The NAB Blog
Washington calling…
By Nicolas Soames
18 February 2007
Oh yeah. The classics. Read War and Peace? You must be joking.
It is rated one of the finest novels in the world. Check. It can be found on many bookshelves. Check. But have you ever seen anyone reading it on the bus or the tube? Check.
OK – pan to my life. Of course, I have one of the most rewarding jobs in publishing. The gods were kind to me. BUT it has its challenges. The last few months have produced metres of CDs. Unabridged Bleak House, a wonder from Teresa and Sean. Unabridged Persuasion. Unabridged Paradise Lost. Unabridged The Wind-up Bird Chronicle.
And unabridged War and Peace.
And while all that is going on, we are deep in other major classics – more unabridged Dickens, unabridged Flann O’Brien, unabridged Homer and even more.

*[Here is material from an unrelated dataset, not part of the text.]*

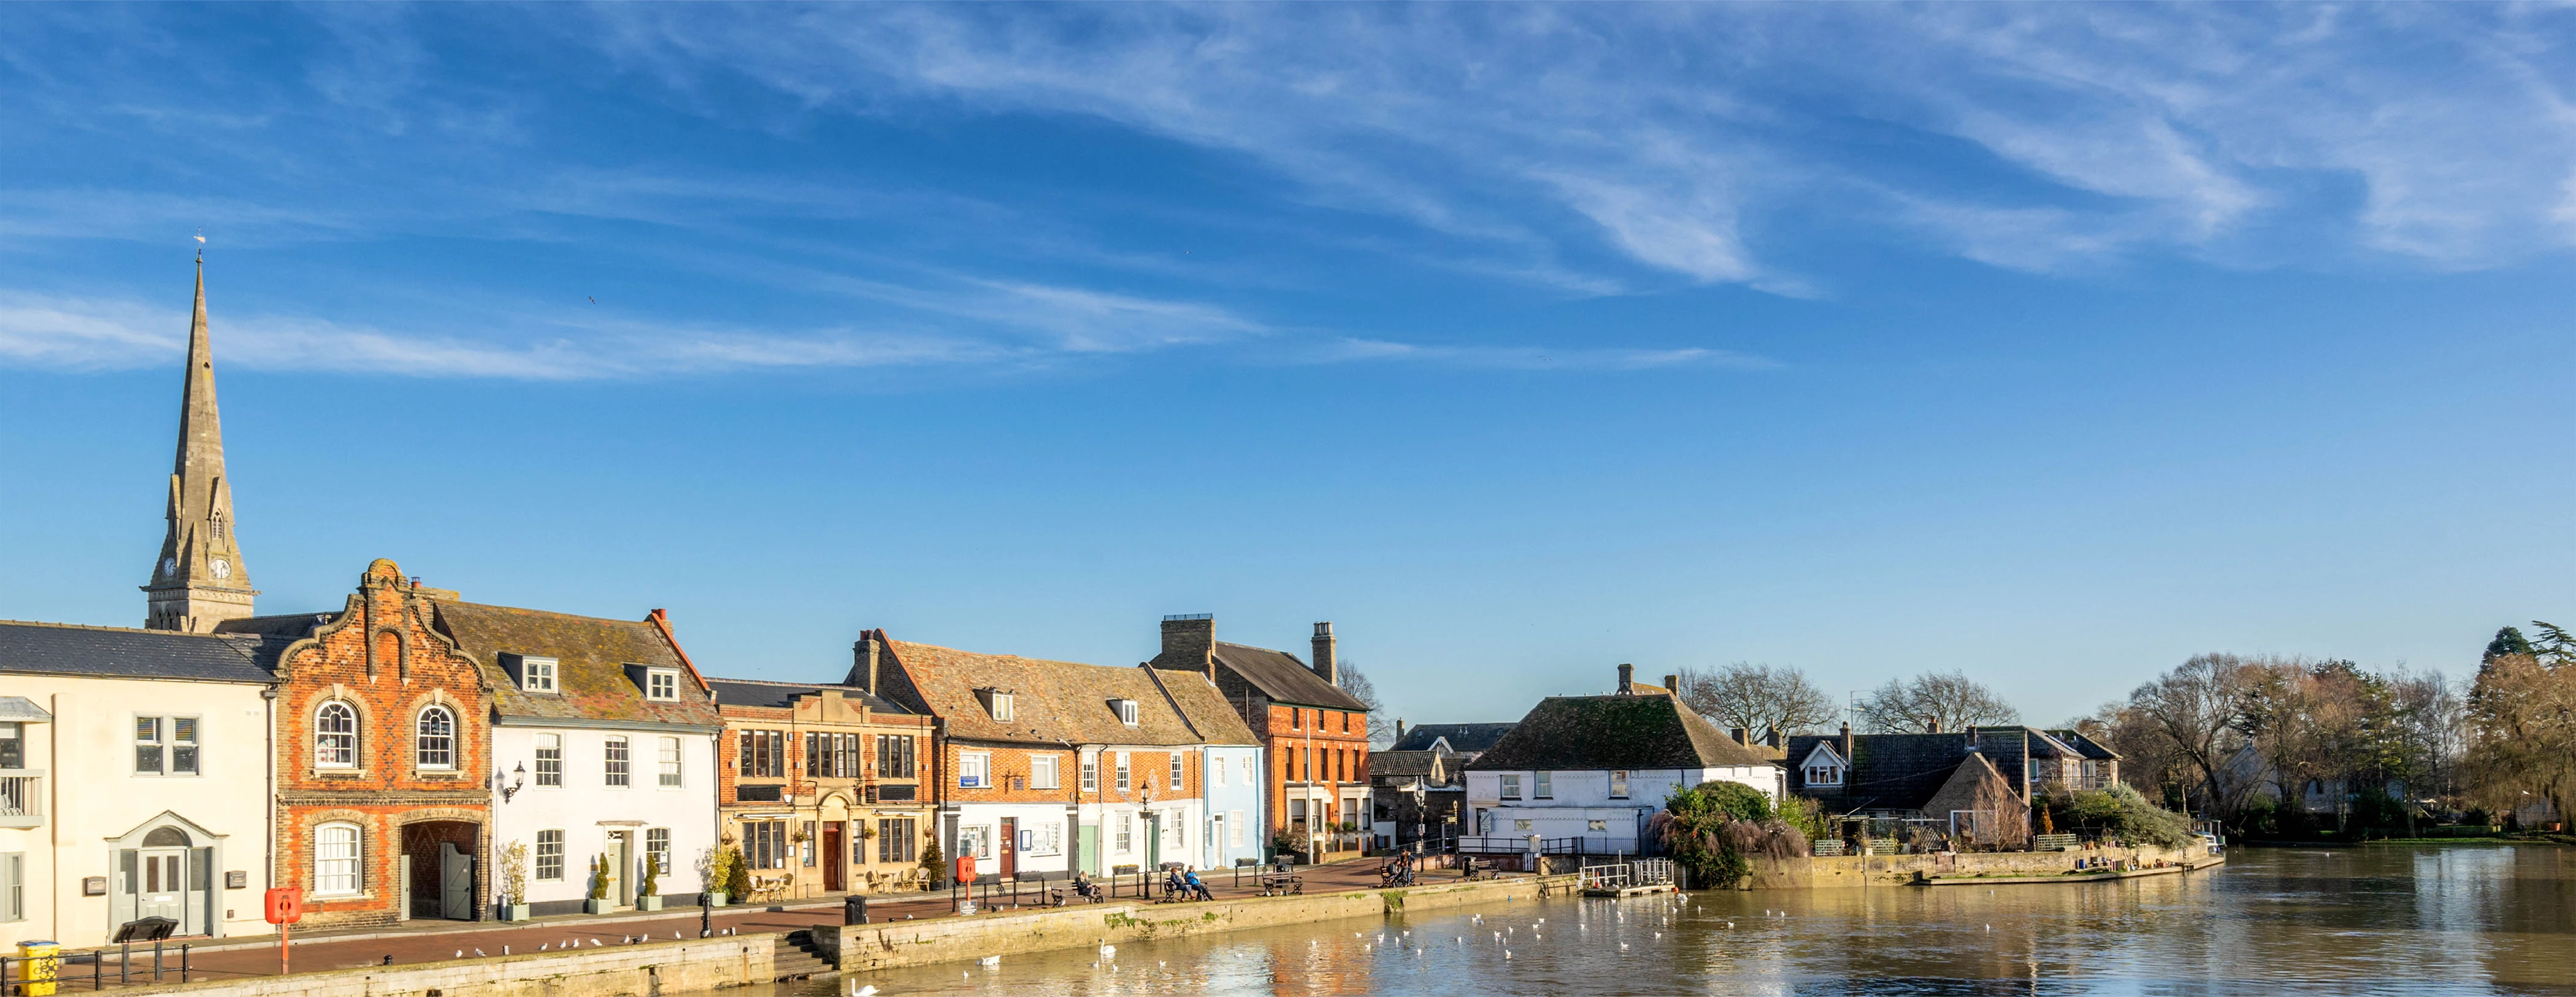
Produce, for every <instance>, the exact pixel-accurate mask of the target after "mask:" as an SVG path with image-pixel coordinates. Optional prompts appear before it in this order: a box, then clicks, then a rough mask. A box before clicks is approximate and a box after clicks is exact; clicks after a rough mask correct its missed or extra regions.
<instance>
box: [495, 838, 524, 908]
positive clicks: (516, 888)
mask: <svg viewBox="0 0 2576 997" xmlns="http://www.w3.org/2000/svg"><path fill="white" fill-rule="evenodd" d="M500 891H502V899H500V920H528V845H526V842H510V845H502V850H500Z"/></svg>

So where is the time for War and Peace? The other day, Neville Jason, he of Proust and Tolstoy, flew stateside to be interviewed by The Washington Post. David Segal treated him royally, and then had a chat with me. And there came the question I knew was coming. I couldn’t lie, because it was Washington. I couldn’t prevaricate or dissemble… I could only say, I am only halfway through.

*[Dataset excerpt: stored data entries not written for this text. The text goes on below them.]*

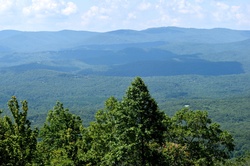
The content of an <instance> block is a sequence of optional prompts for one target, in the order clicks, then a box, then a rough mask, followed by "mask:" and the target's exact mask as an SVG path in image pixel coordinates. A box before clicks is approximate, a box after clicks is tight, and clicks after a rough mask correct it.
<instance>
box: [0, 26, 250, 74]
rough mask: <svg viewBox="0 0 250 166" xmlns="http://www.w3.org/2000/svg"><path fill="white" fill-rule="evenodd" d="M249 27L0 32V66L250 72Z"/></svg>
mask: <svg viewBox="0 0 250 166" xmlns="http://www.w3.org/2000/svg"><path fill="white" fill-rule="evenodd" d="M249 44H250V31H243V30H230V29H222V28H215V29H194V28H178V27H160V28H150V29H146V30H141V31H135V30H116V31H110V32H103V33H100V32H87V31H71V30H64V31H58V32H46V31H44V32H22V31H14V30H5V31H0V71H15V72H20V71H27V70H54V71H58V72H67V73H74V74H81V75H108V76H138V75H139V76H166V75H188V74H197V75H228V74H240V73H245V72H250V69H249V67H248V66H250V58H249V56H247V55H248V53H249V51H250V50H249Z"/></svg>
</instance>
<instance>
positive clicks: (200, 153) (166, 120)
mask: <svg viewBox="0 0 250 166" xmlns="http://www.w3.org/2000/svg"><path fill="white" fill-rule="evenodd" d="M8 107H9V110H10V112H11V114H12V118H10V117H9V116H4V117H2V116H1V117H0V125H1V128H0V132H1V137H0V151H1V156H0V159H1V165H161V166H162V165H178V166H180V165H183V166H186V165H211V166H212V165H234V164H235V165H244V164H247V162H249V161H248V159H247V158H245V159H241V160H232V159H230V157H232V154H233V153H232V152H233V150H234V147H235V145H234V141H233V137H232V135H231V134H230V133H229V132H228V131H223V130H222V129H221V128H220V125H219V124H217V123H214V122H212V120H211V119H210V118H209V117H208V114H207V112H205V111H198V110H197V111H192V110H190V109H188V108H184V109H182V110H179V111H177V112H176V113H175V115H173V116H172V117H170V116H168V115H167V114H165V113H164V112H163V111H161V110H159V108H158V106H157V103H156V101H155V100H154V99H153V98H152V97H151V95H150V93H149V91H148V88H147V86H146V85H145V84H144V82H143V80H142V79H141V78H139V77H137V78H135V79H134V81H133V82H132V83H131V86H129V88H128V90H127V91H126V93H125V95H124V97H123V98H122V100H120V101H119V100H117V99H116V98H114V97H110V98H109V99H107V100H106V102H105V107H104V108H103V109H101V110H99V111H98V112H97V113H96V115H95V120H94V121H93V122H91V123H90V125H89V126H88V127H84V126H83V125H82V120H81V118H80V117H79V116H77V115H74V114H72V113H71V112H69V110H68V109H65V108H64V106H63V104H62V103H60V102H57V103H56V105H55V106H54V107H53V109H52V110H50V111H49V112H48V115H47V118H46V121H45V123H44V124H43V126H42V127H41V128H40V129H37V128H36V129H32V128H31V126H30V125H31V123H30V121H29V120H27V115H28V103H27V101H25V100H24V101H22V102H21V107H20V105H19V103H18V101H17V98H16V97H15V96H13V97H12V98H11V99H10V100H9V102H8Z"/></svg>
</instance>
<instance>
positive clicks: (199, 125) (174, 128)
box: [169, 108, 234, 165]
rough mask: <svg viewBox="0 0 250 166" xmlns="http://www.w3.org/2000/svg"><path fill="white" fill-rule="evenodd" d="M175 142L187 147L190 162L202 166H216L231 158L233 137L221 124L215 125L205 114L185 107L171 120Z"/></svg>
mask: <svg viewBox="0 0 250 166" xmlns="http://www.w3.org/2000/svg"><path fill="white" fill-rule="evenodd" d="M169 134H170V138H171V140H170V141H171V142H173V143H175V144H176V145H177V146H179V147H183V148H184V149H185V151H186V152H187V154H188V155H187V156H186V157H188V158H189V160H191V161H193V163H194V164H198V165H202V164H203V165H214V164H215V163H216V162H218V161H225V159H228V158H230V153H231V152H232V151H233V150H234V144H233V138H232V135H230V134H229V133H228V132H227V131H223V130H222V129H221V128H220V125H219V124H217V123H212V120H211V119H210V118H208V114H207V112H205V111H192V110H189V109H188V108H184V109H182V110H180V111H178V112H176V114H175V115H174V116H173V117H172V118H171V127H170V131H169Z"/></svg>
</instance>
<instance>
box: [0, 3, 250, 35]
mask: <svg viewBox="0 0 250 166" xmlns="http://www.w3.org/2000/svg"><path fill="white" fill-rule="evenodd" d="M162 26H178V27H188V28H218V27H220V28H230V29H241V30H250V1H249V0H0V30H5V29H14V30H22V31H58V30H63V29H72V30H87V31H99V32H105V31H112V30H116V29H135V30H141V29H146V28H150V27H162Z"/></svg>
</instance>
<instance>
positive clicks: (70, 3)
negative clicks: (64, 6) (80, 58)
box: [62, 2, 77, 15]
mask: <svg viewBox="0 0 250 166" xmlns="http://www.w3.org/2000/svg"><path fill="white" fill-rule="evenodd" d="M76 11H77V6H76V4H74V3H73V2H68V3H67V5H66V7H65V8H64V9H62V14H64V15H70V14H73V13H76Z"/></svg>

But it is not a chore. It may be a tad unsociable, but Tolstoy and Neville are captivating. Here is a grand story, with intense Russian emotions entangled with the massive movements of troops and the process of history in the making. Prince Andrei, so intrinsically noble but harshly affected by the lack of integrity around him; Pierre, an intrinsically good man but fashioned by foibles we all recognise so vividly; and Natasha – young, impressionable, but knowing when she has made a mistake; virgin Princess Marya, serving her irascible father Prince Nikolai Bolkonsky through all the pain he throws at her because she knows he loves her; Emperor Alexander, out of his depth when faced with the genius of Napoleon Bonaparte. And, flying above them all, the comet of 1812.
Tolstoy, himself a difficult man, was a remarkable observer. War and Peace is such a remarkable novel because it is so true, so accurate where human thoughts and actions are concerned. That’s one major reason why I simply can’t turn to anything else at the moment.

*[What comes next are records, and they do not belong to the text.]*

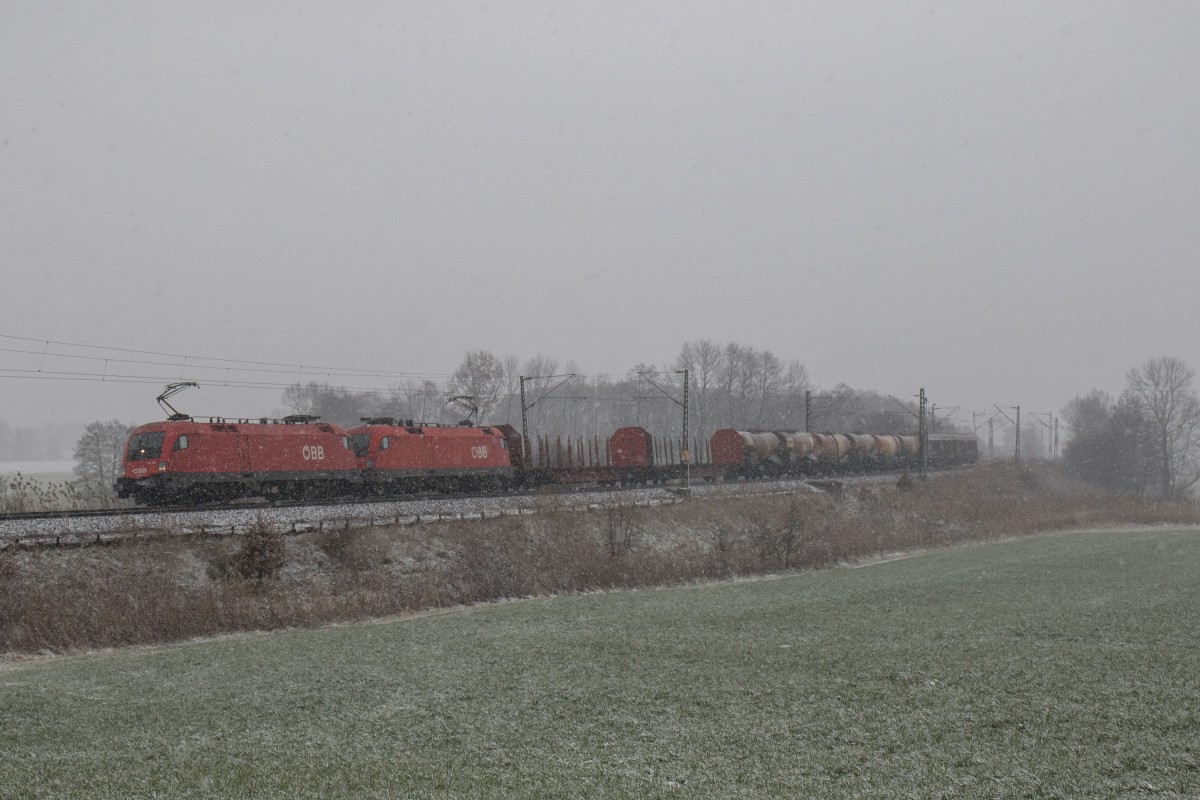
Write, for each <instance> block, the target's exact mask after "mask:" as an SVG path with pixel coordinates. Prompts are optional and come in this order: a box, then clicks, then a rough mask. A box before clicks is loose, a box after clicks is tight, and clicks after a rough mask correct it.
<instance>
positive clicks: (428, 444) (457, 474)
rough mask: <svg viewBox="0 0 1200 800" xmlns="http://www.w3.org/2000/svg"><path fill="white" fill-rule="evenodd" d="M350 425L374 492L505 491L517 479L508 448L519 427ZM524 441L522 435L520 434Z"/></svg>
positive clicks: (402, 422) (364, 467) (358, 457)
mask: <svg viewBox="0 0 1200 800" xmlns="http://www.w3.org/2000/svg"><path fill="white" fill-rule="evenodd" d="M364 423H365V425H361V426H358V427H354V428H350V429H349V432H348V433H349V437H350V447H352V449H353V450H354V455H355V456H358V467H359V468H360V469H361V470H362V481H364V487H365V488H366V489H367V491H370V492H371V493H374V494H390V493H396V492H416V491H431V489H432V491H462V489H484V488H491V489H499V491H504V489H506V488H508V487H509V486H511V485H512V483H514V482H515V479H516V469H515V468H514V467H512V464H514V462H518V461H520V458H512V457H511V456H510V453H509V446H510V443H511V441H512V440H514V439H512V437H516V432H515V431H514V429H512V428H511V427H510V426H506V425H503V426H494V427H490V426H484V427H472V426H454V427H446V426H438V425H421V423H418V425H414V422H413V420H407V421H406V420H395V419H391V417H376V419H367V420H364ZM516 441H517V445H518V446H520V437H517V438H516Z"/></svg>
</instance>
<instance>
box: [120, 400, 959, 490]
mask: <svg viewBox="0 0 1200 800" xmlns="http://www.w3.org/2000/svg"><path fill="white" fill-rule="evenodd" d="M698 444H700V446H701V447H702V450H703V451H704V452H701V453H698V455H700V457H698V458H692V457H691V453H690V452H689V451H685V450H683V447H682V446H680V447H679V449H678V450H677V449H676V445H682V443H678V441H674V443H672V441H666V440H658V441H656V440H654V439H653V438H652V437H650V434H649V433H647V432H646V431H644V429H643V428H640V427H628V428H619V429H617V431H616V432H613V434H612V435H611V437H608V438H607V439H606V440H605V441H604V443H601V441H600V440H599V439H593V440H590V441H587V443H584V440H583V439H582V438H576V439H572V440H568V441H566V443H565V446H564V443H563V441H562V440H560V439H559V440H556V441H554V443H551V441H548V440H547V439H545V438H539V439H538V441H536V444H534V443H530V441H526V443H524V446H522V438H521V434H520V433H518V432H517V431H516V429H515V428H514V427H512V426H509V425H496V426H475V425H457V426H442V425H428V423H414V422H413V420H396V419H391V417H374V419H365V420H362V425H360V426H356V427H353V428H349V429H347V428H343V427H341V426H337V425H330V423H326V422H322V421H320V420H319V419H318V417H313V416H305V415H294V416H287V417H283V419H282V420H268V419H260V420H226V419H208V420H205V421H199V420H198V419H193V417H190V416H185V415H172V419H169V420H167V421H162V422H151V423H149V425H143V426H139V427H137V428H134V429H133V431H132V432H131V434H130V439H128V445H127V447H126V450H125V459H124V469H122V475H121V477H119V479H116V483H115V487H114V488H115V489H116V494H118V497H120V498H132V499H133V500H134V501H136V503H138V504H144V505H163V504H169V503H196V504H200V503H216V501H228V500H234V499H239V498H265V499H269V500H276V499H278V500H299V499H305V498H313V499H316V498H331V497H362V495H377V497H378V495H400V494H408V493H418V492H440V493H456V492H470V491H505V489H509V488H511V487H534V486H541V485H547V483H599V485H618V483H619V485H626V486H629V485H644V483H666V482H667V481H676V480H683V479H685V477H686V479H690V480H703V481H716V480H749V479H757V477H788V476H797V477H799V476H808V475H828V474H841V473H866V471H883V470H905V469H913V468H916V467H917V465H918V463H919V458H920V444H919V440H918V438H917V437H913V435H893V434H866V433H809V432H779V431H736V429H733V428H725V429H721V431H718V432H715V433H714V434H713V435H712V438H710V439H709V440H708V441H707V443H698ZM925 458H926V463H928V464H929V465H930V467H934V468H947V467H960V465H967V464H973V463H974V462H976V461H977V458H978V447H977V443H976V439H974V437H973V435H970V434H930V435H929V437H928V441H926V450H925Z"/></svg>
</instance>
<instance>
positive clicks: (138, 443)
mask: <svg viewBox="0 0 1200 800" xmlns="http://www.w3.org/2000/svg"><path fill="white" fill-rule="evenodd" d="M166 437H167V434H166V433H163V432H162V431H152V432H150V433H136V434H133V435H132V437H130V447H128V450H127V451H126V452H125V457H126V458H127V459H130V461H150V459H151V458H157V457H158V456H161V455H162V440H163V439H164V438H166Z"/></svg>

Neville Jason will, himself, probably never know how he read it, how he presented all those characters so individually, while maintaining the voice of Tolstoy himself. It is a marvel, and I can say that without immodesty because it happens to be on Naxos AudioBooks.
If you haven’t read it but want to know it, now’s your chance. If you have read it, years ago, and want to revisit it, now’s your chance. I exhort you. It is full of charm, seduction, wisdom and history. Certainly, one of the greatest monuments of our literary heritage.
And how would it have been possible without my Nano!